After leaving the Sun-Times in 1998, she worked in the Department of Health and Human Services, serving as the regional affairs specialist for Hannah Rosenthal, who oversaw the six-state Midwest region – the country's most populated region. Later she worked with Sister Sheila Lynne, commissioner of the Chicago Department of Public Health, where she organized communications, training all senior management and developing a message and brand for public health. She also headed up the media committee of the city's strategic violence prevention plan. She worked for two years as consulting editor at The Chicago Reporter, a training ground for investigative reporters. For four years starting in 2002, she was editor (later promoted to editor and associate publisher) of Chicago Parent magazine. During her tenure, the University of Missouri School of Journalism named it the top regional parenting magazine in the nation for three consecutive years. Schultz was also during this time a member of the 2002 Chicago celebrity cast of The Vagina Monologues.

She served as director of advocacy and communication for the Chicago Foundation for Women, where she helped coordinate a year-long statewide anti-violence initiative titled "What Will It Take?". She authored the initiative's 143-page report. In 2007, she was recruited to be managing editor for The Daily Journal, which serves the Kankakee region directly south of Chicago, and readership consultant to the Small Newspaper Group, Inc. a chain of newspapers and magazines reaching across much of the Middle West. The newspaper, during her four years there, won a number of national and state awards. She also served as a readership consultant to SNG, Inc., which publishes The Daily Journal and other newspapers in Illinois and Minnesota.

In 2013, she became president of journalism non-profit Public Narrative, a role she served in for six years. In 2019, she was named the executive director for the Museum of Broadcast Communications.
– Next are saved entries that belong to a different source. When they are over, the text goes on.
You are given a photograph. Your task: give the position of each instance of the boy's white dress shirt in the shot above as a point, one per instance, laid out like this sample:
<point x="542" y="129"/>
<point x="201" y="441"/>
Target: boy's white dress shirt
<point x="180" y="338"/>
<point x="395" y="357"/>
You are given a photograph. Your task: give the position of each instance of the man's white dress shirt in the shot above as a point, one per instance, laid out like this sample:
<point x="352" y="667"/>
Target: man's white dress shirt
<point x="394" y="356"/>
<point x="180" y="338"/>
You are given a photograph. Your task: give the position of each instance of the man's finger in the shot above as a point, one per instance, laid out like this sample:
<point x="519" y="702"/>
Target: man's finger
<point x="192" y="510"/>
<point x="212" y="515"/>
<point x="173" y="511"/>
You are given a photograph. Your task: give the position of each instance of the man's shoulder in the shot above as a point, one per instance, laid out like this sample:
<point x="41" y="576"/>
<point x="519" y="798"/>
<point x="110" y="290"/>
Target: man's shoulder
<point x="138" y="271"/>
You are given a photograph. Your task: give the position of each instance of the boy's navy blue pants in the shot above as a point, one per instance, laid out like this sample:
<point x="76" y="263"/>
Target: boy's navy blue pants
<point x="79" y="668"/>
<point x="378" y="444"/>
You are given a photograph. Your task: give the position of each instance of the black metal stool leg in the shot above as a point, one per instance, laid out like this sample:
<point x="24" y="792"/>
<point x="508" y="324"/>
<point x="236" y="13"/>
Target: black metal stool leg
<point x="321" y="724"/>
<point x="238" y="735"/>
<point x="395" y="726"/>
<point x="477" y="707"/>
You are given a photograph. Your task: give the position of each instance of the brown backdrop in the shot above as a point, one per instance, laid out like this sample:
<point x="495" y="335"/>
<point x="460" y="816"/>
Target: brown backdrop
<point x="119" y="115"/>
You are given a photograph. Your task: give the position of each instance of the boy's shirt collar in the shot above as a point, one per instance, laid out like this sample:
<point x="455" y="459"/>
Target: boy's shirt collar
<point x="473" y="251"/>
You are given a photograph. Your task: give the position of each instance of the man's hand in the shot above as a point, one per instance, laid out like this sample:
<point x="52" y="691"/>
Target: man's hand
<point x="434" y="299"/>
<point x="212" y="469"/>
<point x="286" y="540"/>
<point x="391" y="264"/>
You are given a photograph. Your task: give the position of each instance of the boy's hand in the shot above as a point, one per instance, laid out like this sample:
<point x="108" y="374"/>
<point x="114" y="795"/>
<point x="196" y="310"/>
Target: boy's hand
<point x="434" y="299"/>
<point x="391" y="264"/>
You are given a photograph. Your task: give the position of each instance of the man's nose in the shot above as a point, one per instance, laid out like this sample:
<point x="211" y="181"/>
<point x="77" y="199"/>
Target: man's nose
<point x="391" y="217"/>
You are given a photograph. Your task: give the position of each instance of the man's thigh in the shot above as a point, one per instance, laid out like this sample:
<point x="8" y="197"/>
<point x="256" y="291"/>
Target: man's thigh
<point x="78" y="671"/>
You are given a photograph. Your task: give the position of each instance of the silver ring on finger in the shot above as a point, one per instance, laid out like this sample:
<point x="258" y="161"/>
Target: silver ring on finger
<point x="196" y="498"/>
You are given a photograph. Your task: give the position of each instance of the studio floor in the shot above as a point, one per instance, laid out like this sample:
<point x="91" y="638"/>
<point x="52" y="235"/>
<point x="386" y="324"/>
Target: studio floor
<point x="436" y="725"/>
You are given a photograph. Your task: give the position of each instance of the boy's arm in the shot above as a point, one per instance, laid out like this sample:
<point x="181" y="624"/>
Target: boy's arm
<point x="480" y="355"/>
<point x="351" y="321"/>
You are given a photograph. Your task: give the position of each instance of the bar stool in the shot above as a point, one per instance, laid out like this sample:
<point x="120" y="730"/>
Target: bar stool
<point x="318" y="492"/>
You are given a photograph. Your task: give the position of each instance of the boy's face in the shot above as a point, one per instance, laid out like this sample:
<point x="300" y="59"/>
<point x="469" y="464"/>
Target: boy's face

In April 2022, it was announced she named editor of Everston RoundTable, a local non-profit news organization based north of Chicago.

Schultz has written for the Chicago Tribune, the Los Angeles Times Syndicate, the New York Times Syndicate and News Service and the St. Paul Pioneer Press. Her radio commentaries have been heard on Minnesota Public Radio.

The president of Journalism & Women's Symposium (JAWS) in 2003, she also was a founding member of the Chicago chapter of the Association for Women Journalists in 1993, and later chapter president.

==Personal life==
Schultz is the mother of two sons, Bryant and Zachary. She was married to Sun-Times columnist Zay N. Smith from 1984 until their divorce in 2013. Schultz later remarried but remained close with Smith until his death in 2020.